Von der Leyen and Bourla themselves had revealed the texts’ existence in an April 2021 New York Times piece about the “personal diplomacy” that helped the EU move past a dismal start to its vaccination campaign. The resulting deal, for 1.8 billion doses, was five times as big as Pfizer’s agreement with the U.S. at the time. According to Bourla, the two had “developed a deep trust, because we got into deep discussions.”
To find out what those deep discussions entailed, Alexander Fanta, a writer for German outlet Netzpolitik, requested public access to the texts and any other related documents. The Commission released a few documents (including a press release) but refused to hand over the text messages, claiming there was no record of them.
‘This falls short’
After Fanta complained to O’Reilly, she discovered that the Commission had never asked von der Leyen’s cabinet for the texts, on the basis that such messages don’t fall under the Commission’s criteria for keeping records. Under these criteria, texts are “short-lived and informal” and therefore cannot qualify as a record.

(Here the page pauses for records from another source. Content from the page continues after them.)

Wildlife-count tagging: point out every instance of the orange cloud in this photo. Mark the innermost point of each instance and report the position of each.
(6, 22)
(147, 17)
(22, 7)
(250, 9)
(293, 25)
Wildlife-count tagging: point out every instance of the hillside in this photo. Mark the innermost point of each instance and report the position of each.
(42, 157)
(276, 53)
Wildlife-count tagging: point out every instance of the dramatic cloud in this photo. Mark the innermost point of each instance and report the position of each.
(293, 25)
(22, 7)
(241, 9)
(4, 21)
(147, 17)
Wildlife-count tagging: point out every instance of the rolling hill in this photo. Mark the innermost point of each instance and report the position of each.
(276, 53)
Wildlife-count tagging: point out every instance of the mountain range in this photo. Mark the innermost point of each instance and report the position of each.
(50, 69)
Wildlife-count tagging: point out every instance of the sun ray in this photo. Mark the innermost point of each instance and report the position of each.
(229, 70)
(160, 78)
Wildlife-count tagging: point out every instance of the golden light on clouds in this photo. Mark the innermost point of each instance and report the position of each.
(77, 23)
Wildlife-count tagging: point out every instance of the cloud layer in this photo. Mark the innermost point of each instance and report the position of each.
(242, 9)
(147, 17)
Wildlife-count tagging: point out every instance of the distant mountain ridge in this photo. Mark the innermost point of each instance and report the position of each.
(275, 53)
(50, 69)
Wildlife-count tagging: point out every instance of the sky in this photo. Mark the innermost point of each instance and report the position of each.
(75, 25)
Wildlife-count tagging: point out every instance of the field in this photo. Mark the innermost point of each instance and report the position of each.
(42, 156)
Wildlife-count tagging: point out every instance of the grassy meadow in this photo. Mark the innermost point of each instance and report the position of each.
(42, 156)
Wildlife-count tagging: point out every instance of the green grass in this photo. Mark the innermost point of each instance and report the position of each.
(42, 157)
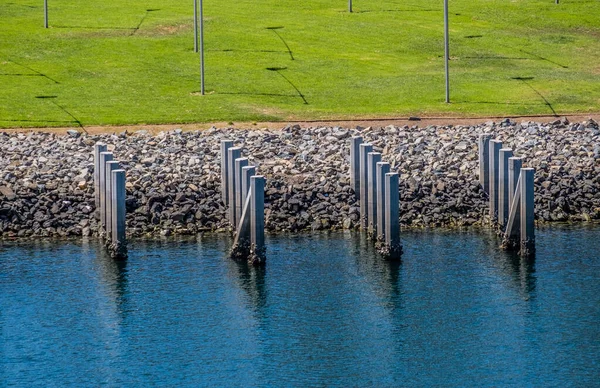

The ombudsman was not impressed, pointing out on Friday that “when it comes to the right of public access to EU documents, it is the content of the document that matters and not the device or form.
“The narrow way in which this public access request was treated meant that no attempt was made to identify if any text messages existed. This falls short of reasonable expectations of transparency and administrative standards in the Commission,” O’Reilly said. “Not all text messages need to be recorded, but text messages clearly do fall under the EU transparency law, and so relevant text messages should be recorded. It is not credible to claim otherwise.”
She has now told the Commission to ask von der Leyen’s office for the texts, and if it finds them to then properly assess whether they should be released. The Commission said it will respond within her April 26 deadline.
The Commission has in the past couple of years already been heavily criticized for the secrecy surrounding its negotiations with vaccine makers. And this is not von der Leyen’s first rodeo with scandals relating to procurement matters and missing phone contents.
When she became Commission president in late 2019, she did so under the cloud of a German parliamentary investigation over contracts awarded during her previous tenure as the country’s defense minister. Von der Leyen was ultimately cleared in that inquiry, but not before it emerged that not one but two of her phones, which could have provided crucial evidence, had been wiped.
Pfizer had not responded to a request for comment at the time of publication. The U.S. company, which codeveloped its COVID vaccine with Germany’s BioNTech, estimated in November that the jab will have brought in $36 billion in 2021 revenue, with another $29 billion following this year.